Acute Postoperative Daily Management of Epidural (Code 01996 )

  • Details regarding the patient's level of pain and subsequent relief
  • Medication plan
  • Exam of placement site
  • Any side effects
  • Catheter status (For example, if catheter removed during that visit, a note such as "catheter removed," "catheter removed tip intact," etc. should be present. If the catheter is not being removed during visit, a note in the plan such as "continue catheter," "continue epidural," etc. should be present.)
  • Provider signature
  • Date of service

Acute Postoperative Daily Management of Blocks such as Continuous Brachial Plexus Blocks, Continuous Femoral Nerve Blocks, Continuous Sciatic Nerve Blocks, and Post-op Duramorph (Codes 99231-99233 )

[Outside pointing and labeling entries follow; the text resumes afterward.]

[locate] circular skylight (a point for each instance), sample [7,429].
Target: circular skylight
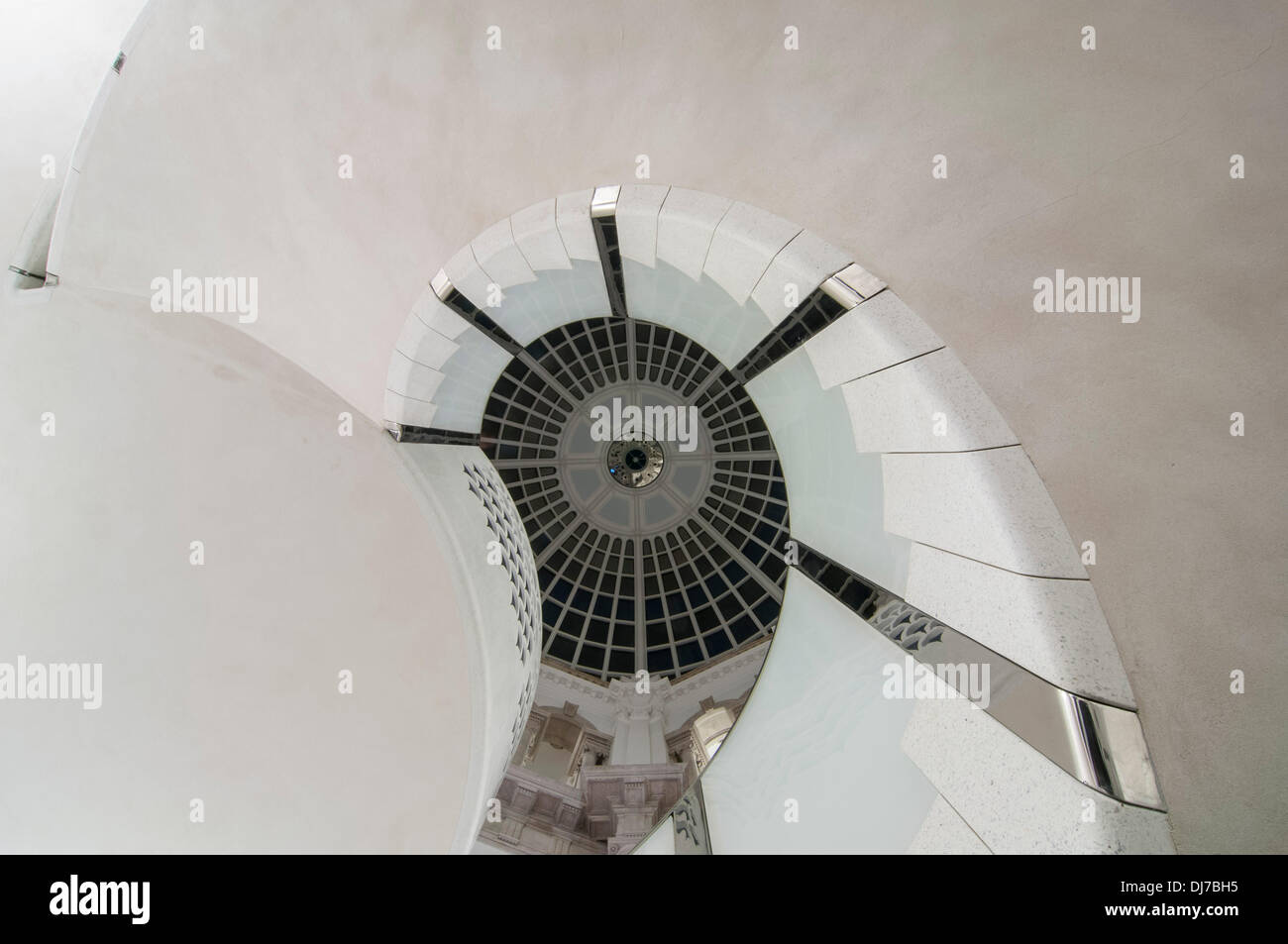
[651,493]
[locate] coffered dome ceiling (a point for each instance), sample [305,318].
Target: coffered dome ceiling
[656,546]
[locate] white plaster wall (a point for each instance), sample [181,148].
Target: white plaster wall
[219,682]
[818,732]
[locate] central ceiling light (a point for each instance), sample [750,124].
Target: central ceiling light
[635,463]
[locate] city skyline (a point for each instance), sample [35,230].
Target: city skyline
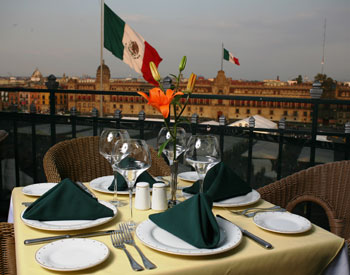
[270,38]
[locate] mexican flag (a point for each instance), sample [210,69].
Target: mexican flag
[230,57]
[128,45]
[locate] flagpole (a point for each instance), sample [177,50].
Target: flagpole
[222,56]
[101,58]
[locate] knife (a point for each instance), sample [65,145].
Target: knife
[67,236]
[260,241]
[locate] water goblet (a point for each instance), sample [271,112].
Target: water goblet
[131,158]
[108,138]
[203,152]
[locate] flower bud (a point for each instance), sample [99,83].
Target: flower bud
[183,63]
[154,71]
[191,82]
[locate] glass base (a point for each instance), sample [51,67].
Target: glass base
[118,203]
[172,203]
[131,225]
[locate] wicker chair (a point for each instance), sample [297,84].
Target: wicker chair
[79,159]
[7,249]
[327,185]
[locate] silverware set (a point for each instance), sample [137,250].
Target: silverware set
[124,235]
[251,212]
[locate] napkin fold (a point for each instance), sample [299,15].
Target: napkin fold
[192,221]
[122,185]
[66,201]
[221,183]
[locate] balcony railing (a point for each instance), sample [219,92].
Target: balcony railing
[258,155]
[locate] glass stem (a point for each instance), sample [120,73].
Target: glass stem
[173,182]
[115,194]
[130,199]
[201,186]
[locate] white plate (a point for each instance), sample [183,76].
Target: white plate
[191,176]
[159,239]
[37,189]
[72,254]
[247,199]
[69,224]
[282,222]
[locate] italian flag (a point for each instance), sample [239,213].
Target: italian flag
[230,57]
[128,45]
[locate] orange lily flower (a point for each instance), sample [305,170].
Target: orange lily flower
[159,100]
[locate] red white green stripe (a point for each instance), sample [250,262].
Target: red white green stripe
[230,57]
[128,45]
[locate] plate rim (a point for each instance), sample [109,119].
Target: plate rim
[73,227]
[35,184]
[219,204]
[201,251]
[309,225]
[186,172]
[71,240]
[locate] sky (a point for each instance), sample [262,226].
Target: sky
[269,37]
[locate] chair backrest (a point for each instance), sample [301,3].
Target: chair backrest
[7,249]
[327,185]
[79,159]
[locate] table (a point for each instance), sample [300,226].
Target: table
[306,253]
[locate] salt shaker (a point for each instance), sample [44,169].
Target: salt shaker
[142,196]
[159,197]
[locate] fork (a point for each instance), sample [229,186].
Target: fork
[117,242]
[129,239]
[245,211]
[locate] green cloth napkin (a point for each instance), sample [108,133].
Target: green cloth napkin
[192,221]
[221,183]
[66,201]
[122,184]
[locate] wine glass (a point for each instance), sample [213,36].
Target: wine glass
[131,158]
[203,152]
[108,138]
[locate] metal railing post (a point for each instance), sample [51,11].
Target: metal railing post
[222,123]
[52,85]
[142,117]
[315,93]
[250,148]
[281,128]
[33,120]
[194,122]
[347,140]
[94,113]
[73,119]
[118,116]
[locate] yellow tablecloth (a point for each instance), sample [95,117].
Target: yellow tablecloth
[307,253]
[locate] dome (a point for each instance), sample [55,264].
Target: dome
[36,75]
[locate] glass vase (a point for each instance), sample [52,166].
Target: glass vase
[173,183]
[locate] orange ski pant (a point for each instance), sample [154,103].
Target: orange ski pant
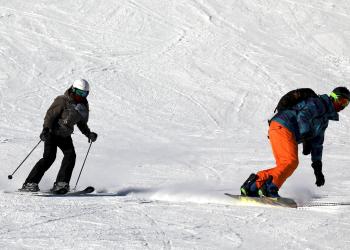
[285,151]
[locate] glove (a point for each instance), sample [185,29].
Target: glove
[92,137]
[317,166]
[45,134]
[306,136]
[307,147]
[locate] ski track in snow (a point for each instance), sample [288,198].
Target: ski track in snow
[181,92]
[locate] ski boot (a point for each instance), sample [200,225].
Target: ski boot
[60,188]
[268,189]
[249,187]
[29,187]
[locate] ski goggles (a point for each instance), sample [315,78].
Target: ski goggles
[80,92]
[344,102]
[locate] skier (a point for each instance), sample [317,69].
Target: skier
[67,110]
[305,123]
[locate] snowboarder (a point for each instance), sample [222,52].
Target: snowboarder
[67,110]
[304,123]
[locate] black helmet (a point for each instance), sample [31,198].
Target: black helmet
[342,92]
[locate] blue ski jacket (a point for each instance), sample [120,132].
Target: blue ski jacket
[308,120]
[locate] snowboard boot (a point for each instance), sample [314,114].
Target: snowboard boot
[249,187]
[60,188]
[268,189]
[29,187]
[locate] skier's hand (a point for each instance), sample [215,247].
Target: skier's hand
[45,134]
[317,166]
[92,137]
[307,147]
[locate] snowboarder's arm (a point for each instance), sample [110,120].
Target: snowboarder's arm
[54,112]
[304,118]
[84,128]
[317,148]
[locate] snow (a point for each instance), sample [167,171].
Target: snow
[181,92]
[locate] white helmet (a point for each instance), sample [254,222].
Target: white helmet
[81,84]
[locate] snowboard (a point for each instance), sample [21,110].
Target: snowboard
[275,202]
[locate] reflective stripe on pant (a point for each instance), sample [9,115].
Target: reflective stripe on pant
[285,151]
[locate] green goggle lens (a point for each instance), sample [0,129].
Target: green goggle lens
[80,92]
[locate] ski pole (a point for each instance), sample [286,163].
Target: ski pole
[11,175]
[81,170]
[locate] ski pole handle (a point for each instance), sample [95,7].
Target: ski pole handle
[11,175]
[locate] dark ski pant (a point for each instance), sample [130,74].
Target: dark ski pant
[50,150]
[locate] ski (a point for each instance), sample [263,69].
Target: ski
[276,202]
[85,191]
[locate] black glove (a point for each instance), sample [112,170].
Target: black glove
[306,136]
[317,166]
[307,147]
[45,134]
[92,137]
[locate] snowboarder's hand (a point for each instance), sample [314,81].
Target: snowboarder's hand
[45,134]
[92,137]
[317,166]
[306,147]
[320,179]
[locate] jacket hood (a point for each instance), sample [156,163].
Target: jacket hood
[332,114]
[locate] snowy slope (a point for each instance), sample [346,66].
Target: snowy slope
[180,96]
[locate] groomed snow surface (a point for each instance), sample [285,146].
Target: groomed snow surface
[181,92]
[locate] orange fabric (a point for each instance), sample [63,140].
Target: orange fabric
[285,151]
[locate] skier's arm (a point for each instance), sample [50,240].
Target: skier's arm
[84,128]
[53,113]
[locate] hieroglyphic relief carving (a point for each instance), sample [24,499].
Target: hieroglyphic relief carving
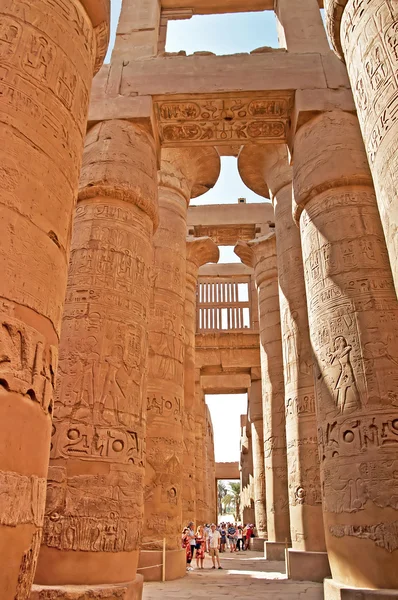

  • Review of the medical record
  • Review of diagnostic studies and changes in the patient's status since the last assessment by the physician
  • Requires a problem-focused interval history and exam
  • Provider signature
  • Date of service

Even if you document one or two sentences for the history and exam elements, that is usually enough to justify payment for a low-level subsequent hospital visit, i.e., 99231—at least as it pertains to most insurers. Of course, there are the odd payers who will have different payment rules when it comes to rounds. For example, Medi-Cal (Medicaid of California) does not pay for pain rounds at all.

Announcing the Round

Remember that it does no good, from a payment perspective, to document the round if we never see the round note. Providers with "hard-copy" records sometimes forget to send in their round progress note. For those using EMRs, there can be hiccups, as well. These systems often have a module for documenting such ancillary services, but the data from these modules may not be translating to our billing team. We encourage you to confirm with your facility's EMR or IT staff that your electronic documentation of pain rounds is reaching our office.

Postoperative pain rounds may reflect a small portion of your overall services, but it is still well worth your efforts to ensure you are being appropriately compensated for your time, care and expertise.